Tuesday, October 30, 2012

I Am Love



The main thing I considered while watching this film was “who exactly is love?” The answer, I found, was quite simple: Emma and Antonio, separately and together. They are also death and sorrow.

In the beginning of the film, we see evidence in pictures that Emma is unfulfilled. We see pictures of her looking like an attentive, loving wife and mother while her husband is consumed with his business and was even shown talking on his cell phone in a picture. She has so much love that no one notices except for her daughter. 

Antonio exhibits his unfulfilled love completely differently. He lives alone and cooks for a living. Cooking is seen as an act of love or caring, like bringing a cake over. Emma later almost literally falls in love with the food he serves at his restaurant. He exhibits love for the family by willingly cooking for their parties and not actively take part in socializing. 
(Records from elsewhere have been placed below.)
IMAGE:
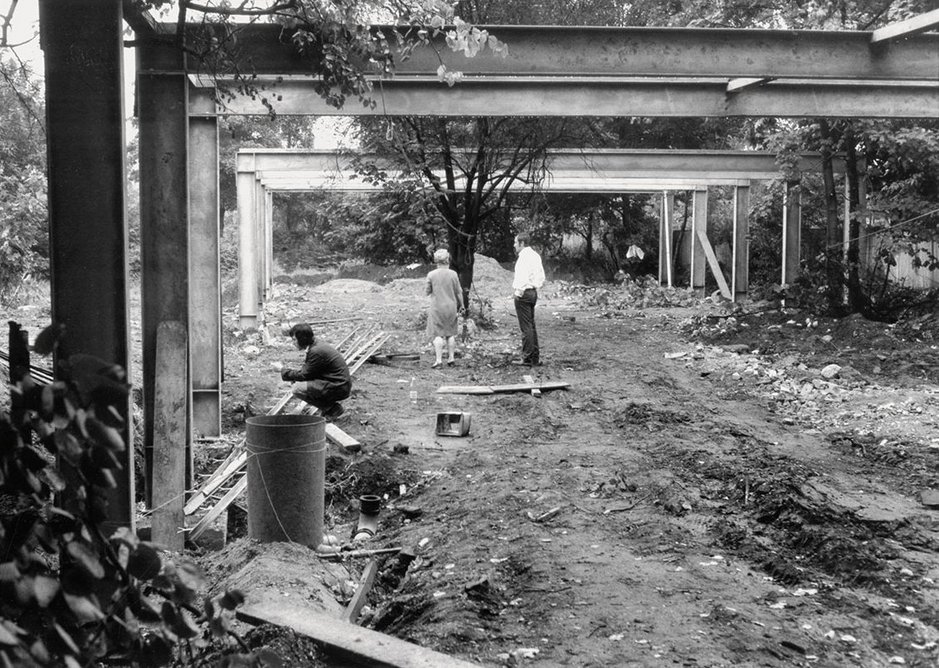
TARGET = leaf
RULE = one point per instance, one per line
(9, 571)
(145, 562)
(84, 608)
(66, 638)
(190, 575)
(44, 590)
(86, 558)
(68, 446)
(104, 435)
(7, 637)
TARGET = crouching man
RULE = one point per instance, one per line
(324, 378)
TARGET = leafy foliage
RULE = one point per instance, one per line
(23, 237)
(69, 594)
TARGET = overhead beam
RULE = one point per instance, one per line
(744, 83)
(656, 51)
(661, 165)
(571, 96)
(906, 29)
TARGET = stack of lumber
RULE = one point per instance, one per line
(220, 489)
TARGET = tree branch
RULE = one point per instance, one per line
(237, 11)
(7, 20)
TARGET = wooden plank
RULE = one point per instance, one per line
(493, 389)
(351, 613)
(341, 438)
(369, 352)
(907, 28)
(535, 392)
(465, 389)
(206, 521)
(352, 644)
(236, 460)
(169, 436)
(713, 263)
(527, 387)
(232, 464)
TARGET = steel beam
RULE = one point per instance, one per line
(164, 212)
(205, 282)
(792, 233)
(665, 164)
(248, 233)
(699, 225)
(906, 29)
(580, 96)
(641, 51)
(665, 239)
(740, 272)
(86, 174)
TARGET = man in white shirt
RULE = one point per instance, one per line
(529, 276)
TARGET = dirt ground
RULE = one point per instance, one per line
(717, 487)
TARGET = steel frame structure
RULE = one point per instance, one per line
(551, 70)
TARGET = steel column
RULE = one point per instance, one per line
(740, 279)
(699, 219)
(205, 312)
(248, 235)
(82, 41)
(164, 211)
(792, 233)
(665, 239)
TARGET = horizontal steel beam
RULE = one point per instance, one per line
(556, 185)
(907, 28)
(670, 52)
(604, 97)
(588, 163)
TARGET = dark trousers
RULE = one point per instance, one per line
(323, 397)
(525, 310)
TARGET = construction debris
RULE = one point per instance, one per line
(498, 389)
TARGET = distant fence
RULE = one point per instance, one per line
(904, 272)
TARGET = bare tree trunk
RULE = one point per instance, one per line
(462, 246)
(857, 301)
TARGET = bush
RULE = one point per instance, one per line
(70, 594)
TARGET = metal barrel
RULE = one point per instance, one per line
(286, 476)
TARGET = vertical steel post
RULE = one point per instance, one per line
(699, 219)
(205, 338)
(792, 232)
(162, 86)
(740, 280)
(82, 41)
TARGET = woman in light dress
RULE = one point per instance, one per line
(446, 303)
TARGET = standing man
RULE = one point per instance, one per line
(529, 276)
(324, 378)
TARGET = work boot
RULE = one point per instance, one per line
(333, 412)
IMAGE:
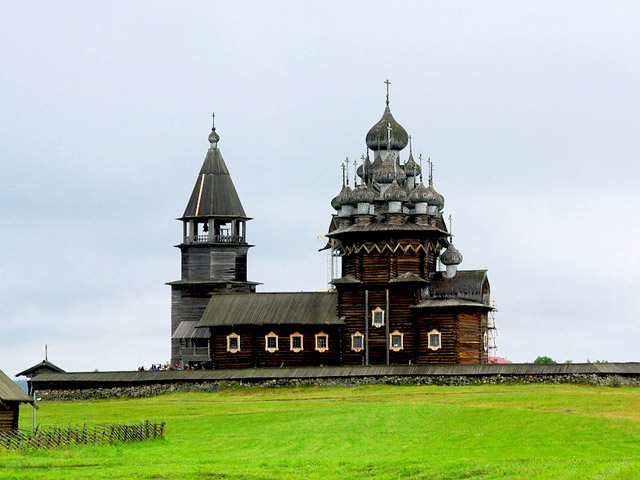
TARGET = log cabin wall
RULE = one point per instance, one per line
(9, 416)
(471, 329)
(207, 261)
(401, 319)
(253, 351)
(445, 322)
(351, 306)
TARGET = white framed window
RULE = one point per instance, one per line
(377, 317)
(322, 342)
(295, 342)
(357, 342)
(396, 341)
(233, 343)
(435, 340)
(271, 342)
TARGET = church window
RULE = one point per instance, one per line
(396, 341)
(233, 343)
(435, 340)
(377, 317)
(322, 342)
(295, 341)
(271, 342)
(357, 341)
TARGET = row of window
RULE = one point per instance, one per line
(272, 342)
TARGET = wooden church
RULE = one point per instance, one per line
(391, 304)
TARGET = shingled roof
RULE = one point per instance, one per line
(466, 284)
(214, 194)
(302, 308)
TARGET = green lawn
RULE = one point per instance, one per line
(381, 431)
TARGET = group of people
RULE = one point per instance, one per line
(161, 367)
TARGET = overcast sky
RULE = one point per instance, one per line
(529, 110)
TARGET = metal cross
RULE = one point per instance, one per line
(388, 83)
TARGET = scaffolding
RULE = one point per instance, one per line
(492, 331)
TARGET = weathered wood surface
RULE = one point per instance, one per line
(110, 379)
(57, 437)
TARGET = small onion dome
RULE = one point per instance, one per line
(388, 172)
(436, 199)
(343, 198)
(214, 138)
(377, 137)
(411, 168)
(362, 194)
(451, 256)
(395, 193)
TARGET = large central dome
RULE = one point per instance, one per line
(377, 136)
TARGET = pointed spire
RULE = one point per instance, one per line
(355, 173)
(346, 163)
(388, 83)
(214, 138)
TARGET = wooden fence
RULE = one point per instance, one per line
(56, 437)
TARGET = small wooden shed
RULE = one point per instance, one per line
(11, 395)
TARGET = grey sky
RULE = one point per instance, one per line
(529, 111)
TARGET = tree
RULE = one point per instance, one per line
(546, 360)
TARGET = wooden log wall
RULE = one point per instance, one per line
(445, 322)
(9, 416)
(401, 319)
(203, 262)
(254, 354)
(471, 328)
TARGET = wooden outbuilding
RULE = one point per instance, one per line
(11, 396)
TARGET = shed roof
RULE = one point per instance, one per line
(450, 303)
(10, 392)
(214, 193)
(466, 284)
(187, 329)
(380, 226)
(301, 308)
(169, 376)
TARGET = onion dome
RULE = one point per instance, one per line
(343, 198)
(362, 194)
(395, 193)
(377, 137)
(411, 168)
(389, 171)
(435, 199)
(451, 256)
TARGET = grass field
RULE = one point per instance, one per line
(381, 431)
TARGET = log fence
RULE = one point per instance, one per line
(56, 437)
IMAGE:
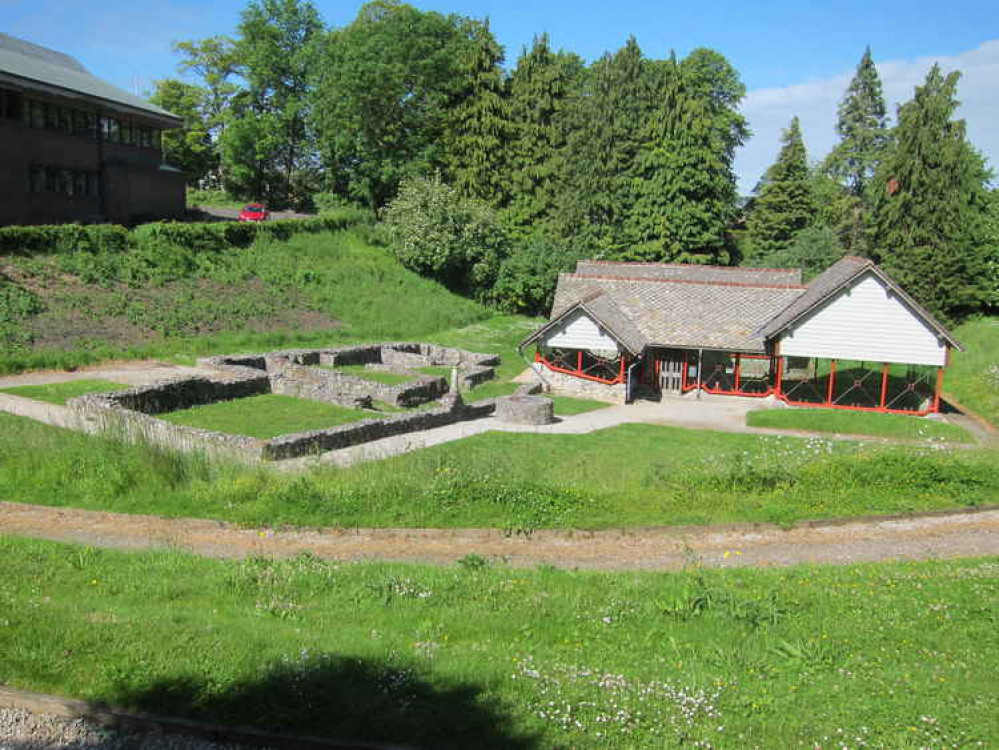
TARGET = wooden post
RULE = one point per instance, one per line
(884, 384)
(700, 374)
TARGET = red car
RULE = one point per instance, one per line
(254, 212)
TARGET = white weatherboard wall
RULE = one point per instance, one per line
(579, 331)
(865, 322)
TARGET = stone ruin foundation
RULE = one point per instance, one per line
(307, 374)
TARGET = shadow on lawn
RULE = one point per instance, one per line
(334, 698)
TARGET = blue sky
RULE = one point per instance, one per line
(795, 57)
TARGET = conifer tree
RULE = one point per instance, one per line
(478, 128)
(862, 125)
(930, 211)
(784, 203)
(686, 192)
(540, 88)
(863, 129)
(608, 118)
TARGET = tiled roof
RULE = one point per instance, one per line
(732, 274)
(33, 63)
(684, 313)
(835, 278)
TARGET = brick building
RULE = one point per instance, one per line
(75, 148)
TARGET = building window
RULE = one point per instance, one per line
(11, 104)
(45, 179)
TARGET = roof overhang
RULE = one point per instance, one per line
(107, 105)
(582, 305)
(771, 332)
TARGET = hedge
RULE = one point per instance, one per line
(72, 238)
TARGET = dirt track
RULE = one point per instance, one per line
(928, 536)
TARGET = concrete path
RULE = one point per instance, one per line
(915, 537)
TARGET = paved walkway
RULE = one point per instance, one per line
(917, 537)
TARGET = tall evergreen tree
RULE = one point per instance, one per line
(930, 212)
(608, 121)
(686, 191)
(540, 88)
(478, 128)
(784, 202)
(862, 125)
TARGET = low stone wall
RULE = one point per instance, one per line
(368, 430)
(103, 415)
(572, 386)
(171, 395)
(531, 410)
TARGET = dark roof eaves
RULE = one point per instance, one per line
(158, 113)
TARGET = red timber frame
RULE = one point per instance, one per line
(856, 386)
(583, 364)
(727, 374)
(830, 384)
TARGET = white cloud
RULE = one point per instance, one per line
(815, 102)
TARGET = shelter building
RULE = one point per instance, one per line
(850, 339)
(75, 148)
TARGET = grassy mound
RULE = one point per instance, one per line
(857, 423)
(973, 376)
(164, 301)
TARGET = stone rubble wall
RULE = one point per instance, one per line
(572, 386)
(368, 430)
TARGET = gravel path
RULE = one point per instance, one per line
(21, 730)
(918, 537)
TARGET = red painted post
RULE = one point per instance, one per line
(884, 384)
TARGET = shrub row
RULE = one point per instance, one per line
(73, 238)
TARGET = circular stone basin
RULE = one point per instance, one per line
(525, 410)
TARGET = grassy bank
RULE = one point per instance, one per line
(973, 376)
(69, 310)
(893, 655)
(857, 423)
(633, 475)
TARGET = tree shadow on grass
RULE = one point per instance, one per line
(337, 698)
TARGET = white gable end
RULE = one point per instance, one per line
(865, 322)
(580, 331)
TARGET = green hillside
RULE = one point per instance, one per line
(161, 300)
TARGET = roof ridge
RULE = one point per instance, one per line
(646, 264)
(698, 282)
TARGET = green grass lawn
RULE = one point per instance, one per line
(567, 406)
(60, 393)
(266, 416)
(632, 475)
(973, 376)
(857, 423)
(900, 655)
(360, 371)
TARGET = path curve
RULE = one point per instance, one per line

Together, Emma and Antonio encounter love when, early in their relationship, they have this strange merging of fantasies by both standing by double swinging doors with port holes on each which they see one another through the window. The fantasy merges their houses but they appear to be together. It’s almost like an out-of-body experience for both of them and they have similar reactions when the fantasy is interrupted. The viewer doesn’t realize this is all in their heads until Edoardo walks into Antonio’s kitchen instead of reacting to his mother making out with his best friend. 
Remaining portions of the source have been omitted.